Recent visual generative models often struggle with consistency during image editing due to the entangled nature of raster images, where all visual content is fused into a single canvas. In contrast, professional design tools employ layered representations, allowing isolated edits while preserving consistency. Motivated by this, we propose \textbf{Qwen-Image-Layered}, an end-to-end diffusion model that decomposes a single RGB image into multiple semantically disentangled RGBA layers, enabling \textbf{inherent editability}, where each RGBA layer can be independently manipulated without affecting other content.

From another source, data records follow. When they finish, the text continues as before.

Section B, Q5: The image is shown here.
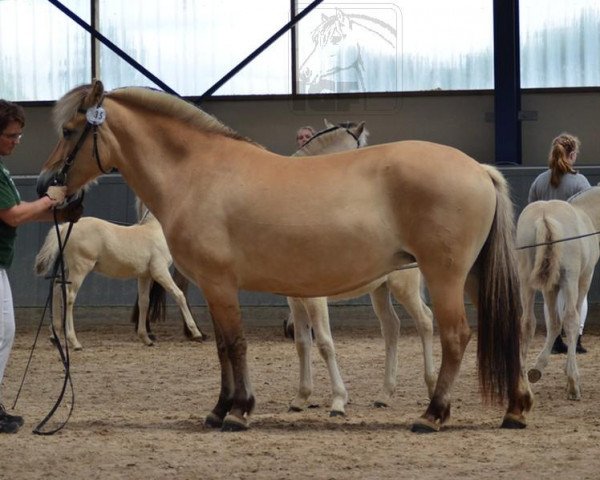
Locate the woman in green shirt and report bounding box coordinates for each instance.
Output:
[0,100,65,433]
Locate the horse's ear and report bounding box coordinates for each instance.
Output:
[351,120,365,137]
[83,80,104,108]
[352,120,369,147]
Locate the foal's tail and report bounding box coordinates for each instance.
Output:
[475,164,528,409]
[529,216,561,290]
[34,225,63,275]
[131,280,167,332]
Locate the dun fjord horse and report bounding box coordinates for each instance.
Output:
[37,81,532,431]
[517,187,600,400]
[284,120,435,416]
[35,199,202,350]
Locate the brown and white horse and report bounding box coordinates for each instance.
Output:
[517,187,600,400]
[37,81,532,431]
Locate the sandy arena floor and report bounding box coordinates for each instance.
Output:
[0,307,600,480]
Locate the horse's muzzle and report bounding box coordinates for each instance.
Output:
[36,171,82,208]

To support variable-length decomposition, we introduce three key components: (1) an RGBA-VAE to unify the latent representations of RGB and RGBA images; (2) a VLD-MMDiT (Variable Layers Decomposition MMDiT) architecture capable of decomposing a variable number of image layers; and (3) a Multi-stage Training strategy to adapt a pretrained image generation model into a multilayer image decomposer. Furthermore, to address the scarcity of high-quality multilayer training images, we build a pipeline to extract and annotate multilayer images from Photoshop documents (PSD). Experiments demonstrate that our method significantly surpasses existing approaches in decomposition quality and establishes a new paradigm for consistent image editing. Our code and models are released on \href{https://github.com/QwenLM/Qwen-Image-Layered}{https://github.com/QwenLM/Qwen-Image-Layered}

Paper Structure

This paper contains 21 sections, 4 equations, 6 figures, 3 tables.

Figures (6)

  • Figure 1: Qwen-Image-Layered is capable of decomposing an input image into multiple semantically disentangled RGBA layers, thereby enabling inherent editability, where each layer can be independently manipulated without affecting other content.
  • Figure 4: Overview of Qwen-Image-Layered. Left: Illustration of our proposed VLD-MMDiT (Variable Layers Decomposition MMDiT), where the input RGB image and the target RGBA layers are both encoded by our proposed RGBA-VAE. During attention computation, these two sequences are concatenated along the sequence dimension, thereby enhancing inter-layer and intra-layer interactions. Right: Illustration of Layer3D RoPE, where a new layer dimension is introduced to support a variable number of layers.
  • Figure 5: Statistics of the processed multilayer image dataset. (a) Distribution of layer counts before and after merging. (b) Category distribution in the final dataset.
  • Figure 6: Qualitative comparison of Image-to-Multi-RGBA (I2L). The leftmost column shows the input image; the subsequent columns present the decomposed layers. Notably, LayerD suzuki2025layerd exhibits inpainting artifacts (Output Layer 1) and inaccurate segmentation (Output Layer 2 and 3), while our method produces high-quality, semantically disentangled layers, suitable for inherently consistent image editing.
  • Figure 7: Qualitative comparison of image editing. The leftmost column is the input image; prompts are listed above each row. Qwen-Image-Edit-2509 wu2025qwen struggles with resizing and repositioning, tasks inherently supported by Qwen-Image-Layered. Meanwhile, Qwen-Image-Edit-2509 introduces pixel-level shifts (last row), while Qwen-Image-Layered can ensure consistency by editing specific layers.